Головчанская будто лишилась рассудка. Сгорбившись, она вдруг прижала ко лбу сжатые до побеления кулачки, зажмурилась и шепотом выдохнула:
— Ради бога… не надо…
— Будете говорить правду?
— Буду… Я никого не хотела отравлять…
Прокурор поднялся. Сказал Голубеву и Деминой:
— Идемте, товарищи. Здесь теперь и без нас разберутся с Софьей Георгиевной.
Допрос Головчанской продолжался больше трех часов. Тихим, бесцветным голосом, часто путаясь и повторяясь она подтвердила показания Огнянниковой о телефонном звонке и подброшенном на крыльцо ключе. Потом призналась, как подслушала под дверью дачи Тумановых смутный разговор мужа с какой-то женщиной.
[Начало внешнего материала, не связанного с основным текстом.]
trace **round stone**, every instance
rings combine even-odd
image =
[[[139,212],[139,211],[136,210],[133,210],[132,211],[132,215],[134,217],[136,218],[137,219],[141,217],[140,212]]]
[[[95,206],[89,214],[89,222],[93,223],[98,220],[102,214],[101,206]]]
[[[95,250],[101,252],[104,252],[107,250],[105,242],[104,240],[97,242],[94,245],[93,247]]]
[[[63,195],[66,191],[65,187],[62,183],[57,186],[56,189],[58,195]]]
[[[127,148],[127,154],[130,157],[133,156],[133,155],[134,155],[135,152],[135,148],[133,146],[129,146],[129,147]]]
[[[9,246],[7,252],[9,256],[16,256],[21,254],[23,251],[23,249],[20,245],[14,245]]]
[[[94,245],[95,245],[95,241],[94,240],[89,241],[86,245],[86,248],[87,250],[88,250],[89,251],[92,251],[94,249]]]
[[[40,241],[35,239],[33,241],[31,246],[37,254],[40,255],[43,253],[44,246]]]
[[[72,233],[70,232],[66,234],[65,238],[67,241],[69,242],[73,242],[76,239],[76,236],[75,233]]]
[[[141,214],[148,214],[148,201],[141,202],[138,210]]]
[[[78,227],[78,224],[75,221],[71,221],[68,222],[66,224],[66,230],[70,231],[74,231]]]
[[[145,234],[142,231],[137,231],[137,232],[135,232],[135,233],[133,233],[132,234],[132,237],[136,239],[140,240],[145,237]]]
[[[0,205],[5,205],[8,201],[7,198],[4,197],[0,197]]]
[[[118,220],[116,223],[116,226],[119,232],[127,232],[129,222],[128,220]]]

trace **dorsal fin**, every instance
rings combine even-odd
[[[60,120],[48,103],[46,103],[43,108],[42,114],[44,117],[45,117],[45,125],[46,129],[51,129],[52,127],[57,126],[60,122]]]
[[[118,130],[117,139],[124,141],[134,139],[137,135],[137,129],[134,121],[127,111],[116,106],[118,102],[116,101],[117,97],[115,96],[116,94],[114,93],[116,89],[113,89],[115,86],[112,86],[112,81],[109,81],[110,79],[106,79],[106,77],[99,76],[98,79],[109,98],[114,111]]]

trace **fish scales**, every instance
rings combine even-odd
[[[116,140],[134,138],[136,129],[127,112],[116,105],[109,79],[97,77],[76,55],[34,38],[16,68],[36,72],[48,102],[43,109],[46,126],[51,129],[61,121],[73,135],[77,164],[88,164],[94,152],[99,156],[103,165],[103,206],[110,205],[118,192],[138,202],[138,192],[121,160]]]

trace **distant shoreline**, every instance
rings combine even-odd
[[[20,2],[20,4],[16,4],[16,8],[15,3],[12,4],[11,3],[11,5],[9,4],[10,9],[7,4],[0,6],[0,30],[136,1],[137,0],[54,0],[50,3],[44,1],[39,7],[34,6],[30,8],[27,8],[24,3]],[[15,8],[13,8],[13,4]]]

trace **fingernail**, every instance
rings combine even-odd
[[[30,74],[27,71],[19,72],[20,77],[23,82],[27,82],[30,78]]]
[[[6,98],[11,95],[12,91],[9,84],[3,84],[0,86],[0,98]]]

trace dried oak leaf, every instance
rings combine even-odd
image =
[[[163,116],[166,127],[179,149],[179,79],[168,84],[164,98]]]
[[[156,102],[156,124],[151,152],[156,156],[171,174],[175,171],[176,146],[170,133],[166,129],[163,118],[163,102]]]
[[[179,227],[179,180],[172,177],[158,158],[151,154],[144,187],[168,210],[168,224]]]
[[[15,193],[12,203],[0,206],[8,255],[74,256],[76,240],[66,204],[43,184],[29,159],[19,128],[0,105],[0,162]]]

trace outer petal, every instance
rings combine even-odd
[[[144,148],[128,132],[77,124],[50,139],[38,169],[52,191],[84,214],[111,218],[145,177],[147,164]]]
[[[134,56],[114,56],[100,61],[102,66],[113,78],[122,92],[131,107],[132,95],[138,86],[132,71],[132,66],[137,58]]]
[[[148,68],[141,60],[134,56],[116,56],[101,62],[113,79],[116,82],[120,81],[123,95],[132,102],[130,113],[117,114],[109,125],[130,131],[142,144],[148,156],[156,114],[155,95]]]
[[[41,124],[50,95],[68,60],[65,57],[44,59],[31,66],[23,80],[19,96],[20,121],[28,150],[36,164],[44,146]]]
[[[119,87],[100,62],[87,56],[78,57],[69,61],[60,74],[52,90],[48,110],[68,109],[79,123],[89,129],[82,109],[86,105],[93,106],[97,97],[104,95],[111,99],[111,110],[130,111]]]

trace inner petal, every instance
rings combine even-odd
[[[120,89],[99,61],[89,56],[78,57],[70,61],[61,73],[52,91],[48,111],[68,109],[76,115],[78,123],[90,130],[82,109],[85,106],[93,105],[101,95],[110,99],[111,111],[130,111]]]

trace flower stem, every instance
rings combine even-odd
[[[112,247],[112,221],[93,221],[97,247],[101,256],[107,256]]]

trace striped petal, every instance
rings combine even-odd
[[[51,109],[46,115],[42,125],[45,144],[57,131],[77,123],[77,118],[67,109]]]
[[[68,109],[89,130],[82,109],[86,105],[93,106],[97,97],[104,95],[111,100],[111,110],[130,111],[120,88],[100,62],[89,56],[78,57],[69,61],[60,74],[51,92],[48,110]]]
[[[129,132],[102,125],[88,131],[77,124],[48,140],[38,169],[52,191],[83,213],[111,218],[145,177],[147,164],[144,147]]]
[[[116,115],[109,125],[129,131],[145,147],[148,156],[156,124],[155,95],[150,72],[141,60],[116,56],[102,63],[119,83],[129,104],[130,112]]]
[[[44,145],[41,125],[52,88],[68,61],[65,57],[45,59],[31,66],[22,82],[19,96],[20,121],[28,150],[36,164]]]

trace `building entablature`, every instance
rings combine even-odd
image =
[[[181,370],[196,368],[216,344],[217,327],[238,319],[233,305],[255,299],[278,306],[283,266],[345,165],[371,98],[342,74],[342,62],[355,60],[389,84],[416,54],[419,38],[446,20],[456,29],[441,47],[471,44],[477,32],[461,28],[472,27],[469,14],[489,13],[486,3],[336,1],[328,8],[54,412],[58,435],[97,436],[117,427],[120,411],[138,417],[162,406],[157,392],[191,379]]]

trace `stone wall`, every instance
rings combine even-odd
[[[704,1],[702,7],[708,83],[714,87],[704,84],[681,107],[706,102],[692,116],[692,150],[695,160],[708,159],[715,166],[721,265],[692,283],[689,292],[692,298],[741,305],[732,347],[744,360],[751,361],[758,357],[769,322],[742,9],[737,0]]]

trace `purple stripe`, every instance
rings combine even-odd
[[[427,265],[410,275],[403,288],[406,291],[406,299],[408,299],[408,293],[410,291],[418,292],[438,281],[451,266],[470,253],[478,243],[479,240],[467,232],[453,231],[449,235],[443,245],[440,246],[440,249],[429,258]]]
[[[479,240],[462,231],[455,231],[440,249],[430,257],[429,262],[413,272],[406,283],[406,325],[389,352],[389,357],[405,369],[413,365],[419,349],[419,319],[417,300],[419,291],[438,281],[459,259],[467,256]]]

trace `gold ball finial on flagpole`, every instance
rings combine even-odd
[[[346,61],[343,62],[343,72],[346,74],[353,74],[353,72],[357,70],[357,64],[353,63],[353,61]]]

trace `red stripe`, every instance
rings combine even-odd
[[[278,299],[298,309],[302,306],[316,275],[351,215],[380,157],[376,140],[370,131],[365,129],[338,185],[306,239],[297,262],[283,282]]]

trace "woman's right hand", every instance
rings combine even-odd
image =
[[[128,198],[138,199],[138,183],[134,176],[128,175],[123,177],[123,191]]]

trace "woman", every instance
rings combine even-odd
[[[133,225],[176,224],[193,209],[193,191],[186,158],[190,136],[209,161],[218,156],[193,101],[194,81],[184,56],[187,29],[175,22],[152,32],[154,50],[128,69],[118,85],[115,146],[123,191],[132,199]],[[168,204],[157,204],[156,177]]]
По голосу эту женщину так и не узнала, потому что та почти не говорила. После голос мужа удалился из кухни в комнату. Софья Георгиевна сунулась к окну, но, сообразив, что ее белую кофточку видно в темноте, мгновенно вспомнила: на даче у Деминой постоянно висит черный рабочий халат. Тотчас на память пришла совсем недавняя благодарность Евдокии Федоровны за гранозан, «чуток» которого Демина оставила на полке для будущей весны.
— В этот момент и возник у вас замысел преступления? — спросил Головчанскую следователь Лимакин.
— Не знаю, — тихо ответила Софья Георгиевна. — Я не отдавала отчета своим поступкам. Что-то ужасное, как… черное пламя помутило рассудок… Помню, хотела войти к Тумановым и швырнуть гранозан в глаза Сашиной любовнице, чтобы она ослепла…
— Но прежде, чем открыть дверь дачи, вы долго стояли на крыльце под карнизом, — сказал следователь.
— Вначале хотела уловить смысл разговора. Потом ждала, чтобы Саша заснул, иначе он скрутил бы мне руки.